Search code examples
phpmysqlgoogle-app-enginegoogle-cloud-sql

App Engine Standard connection to Cloud SQL Latency Randomly


I have a pretty "basic" app that we designed that was originally on a local plesk server and we migrated to GAE/GSQL/GCS. app engine, mysql, cloud storage.

Here's some background info:

App is PHP based, and runs great on the local server. When we migrate to the cloud we notice this random yet extremely latency that happens. It's so bad that the app times out and gives a SPDY timeout error. We utilize cloudflare for SPDY assistance so we started there and they said it's the the server. Then we went to google. We've been going back and forth back and forth and I am looking for other avenues of help.

I am running an app on a F2 standard GAE instance and a G1-small CloudSQL instance (gen 2). All same region/zone. There is also a failover sql instance.

There is really no pattern to it but users on the app notice a bad timeout very frequently and it dies after 60 seconds. (which points to a PHP timeout right? We checked the code and it runs fine on the local server)

I dont have a whole lot of traffic on this app yet (maybe a few users a day) so i dont know if it's traffic load. Here's some basic stats for you:

https://i.sstatic.net/nQRQI.jpg

Some Google Engineers said our app has trouble scaling (QPS never will get about 1)

https://i.sstatic.net/GiZZS.jpg

And asked if we are threading. We are not. We do not use memcache yet either.

I also see a ton of these:

https://i.sstatic.net/6UucI.jpg

Which looks like this bug: https://github.com/GoogleCloudPlatform/cloudsql-proxy/issues/126

But I am unsure if this is all related.

We've tried going through Google's tech support, they said we have "manual locks" but our dev team doesn't agree nor know what this really means. Again, the same framework of the app (session handling etc) code is used in many apps with a ton of users on it (non GAE, they're on compute on AWS) so this is our first venture to GAE.

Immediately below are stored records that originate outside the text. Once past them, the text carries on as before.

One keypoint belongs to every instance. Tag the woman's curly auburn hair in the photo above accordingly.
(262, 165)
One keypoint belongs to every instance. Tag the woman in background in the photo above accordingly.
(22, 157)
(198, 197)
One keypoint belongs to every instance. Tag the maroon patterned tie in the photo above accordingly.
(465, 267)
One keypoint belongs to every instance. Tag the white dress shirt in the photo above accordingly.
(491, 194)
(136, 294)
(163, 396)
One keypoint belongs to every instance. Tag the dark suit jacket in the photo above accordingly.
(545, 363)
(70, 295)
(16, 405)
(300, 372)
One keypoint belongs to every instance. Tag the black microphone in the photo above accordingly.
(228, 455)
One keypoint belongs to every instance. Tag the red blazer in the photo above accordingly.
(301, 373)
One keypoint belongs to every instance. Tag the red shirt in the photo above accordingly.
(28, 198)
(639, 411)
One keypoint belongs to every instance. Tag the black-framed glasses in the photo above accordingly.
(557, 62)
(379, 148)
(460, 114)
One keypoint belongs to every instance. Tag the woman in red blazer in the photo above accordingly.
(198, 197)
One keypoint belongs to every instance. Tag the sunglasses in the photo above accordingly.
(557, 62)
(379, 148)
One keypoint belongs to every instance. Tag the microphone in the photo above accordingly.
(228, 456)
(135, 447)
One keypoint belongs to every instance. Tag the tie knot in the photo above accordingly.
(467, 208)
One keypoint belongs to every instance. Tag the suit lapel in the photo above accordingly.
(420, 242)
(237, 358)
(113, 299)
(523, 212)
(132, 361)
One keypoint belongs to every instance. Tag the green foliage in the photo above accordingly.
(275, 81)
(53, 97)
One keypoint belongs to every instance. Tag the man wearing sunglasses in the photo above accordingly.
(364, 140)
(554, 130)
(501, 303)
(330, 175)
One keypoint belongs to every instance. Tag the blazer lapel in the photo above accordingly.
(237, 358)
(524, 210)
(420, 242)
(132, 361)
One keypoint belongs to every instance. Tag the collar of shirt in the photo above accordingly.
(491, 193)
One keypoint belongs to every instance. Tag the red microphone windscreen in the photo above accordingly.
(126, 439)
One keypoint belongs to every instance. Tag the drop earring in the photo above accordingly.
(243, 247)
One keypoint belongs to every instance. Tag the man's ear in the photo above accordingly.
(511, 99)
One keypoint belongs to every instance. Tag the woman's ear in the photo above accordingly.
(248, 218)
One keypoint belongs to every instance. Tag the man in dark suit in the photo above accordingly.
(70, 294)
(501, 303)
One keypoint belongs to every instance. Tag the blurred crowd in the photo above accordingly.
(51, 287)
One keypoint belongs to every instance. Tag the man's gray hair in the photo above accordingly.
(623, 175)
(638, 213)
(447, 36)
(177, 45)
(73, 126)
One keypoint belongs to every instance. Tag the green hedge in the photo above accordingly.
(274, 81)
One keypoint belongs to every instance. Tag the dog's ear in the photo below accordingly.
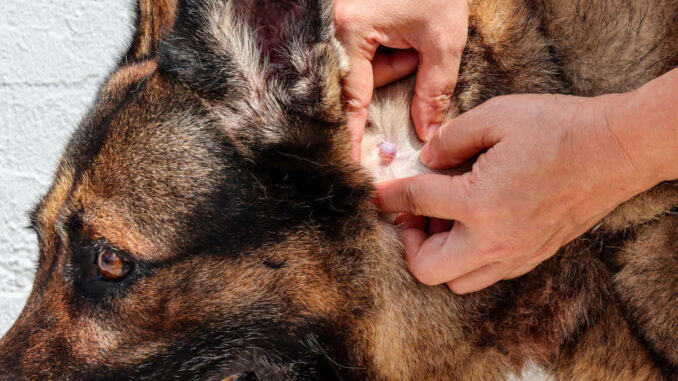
(154, 19)
(268, 59)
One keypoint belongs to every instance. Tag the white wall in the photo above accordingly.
(53, 54)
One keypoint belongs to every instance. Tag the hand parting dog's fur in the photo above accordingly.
(206, 221)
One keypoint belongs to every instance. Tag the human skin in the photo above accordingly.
(431, 36)
(549, 167)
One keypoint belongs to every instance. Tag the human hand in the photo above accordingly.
(550, 167)
(436, 30)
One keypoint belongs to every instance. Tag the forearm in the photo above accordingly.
(646, 123)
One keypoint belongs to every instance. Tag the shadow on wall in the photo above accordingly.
(53, 53)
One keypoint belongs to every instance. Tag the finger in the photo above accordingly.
(357, 88)
(438, 225)
(431, 195)
(436, 79)
(445, 256)
(405, 221)
(479, 279)
(461, 139)
(389, 67)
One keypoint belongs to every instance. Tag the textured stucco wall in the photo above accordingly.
(53, 53)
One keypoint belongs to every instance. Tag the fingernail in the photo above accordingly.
(432, 130)
(425, 155)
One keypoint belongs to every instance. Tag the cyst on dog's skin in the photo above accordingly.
(215, 164)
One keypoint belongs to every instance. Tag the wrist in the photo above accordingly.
(642, 122)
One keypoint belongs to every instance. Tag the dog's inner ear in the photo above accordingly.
(154, 19)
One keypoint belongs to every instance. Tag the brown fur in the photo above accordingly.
(216, 157)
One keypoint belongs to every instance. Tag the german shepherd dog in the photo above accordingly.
(207, 222)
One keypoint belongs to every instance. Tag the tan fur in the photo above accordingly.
(303, 261)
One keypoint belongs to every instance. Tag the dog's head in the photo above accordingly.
(200, 221)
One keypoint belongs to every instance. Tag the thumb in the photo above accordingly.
(430, 195)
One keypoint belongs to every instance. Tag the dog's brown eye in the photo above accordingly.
(112, 266)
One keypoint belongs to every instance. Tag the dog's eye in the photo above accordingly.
(112, 266)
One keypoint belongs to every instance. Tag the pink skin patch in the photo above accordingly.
(387, 152)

We connect using standard MySQL connection parameters and use the same framework in a lot of applications and it runs fine. We use the required proxy to connect to CloudSQL.

The speed and constant lag shouldn't be there. We don't know what this issue could be. My questions are:

1) Do you see any issues here? All database logs are above and summaries

2) Can you help me understand what may be wrong here?

Thank you!


Solution

  • There was a query we found running that caused a huge database lag.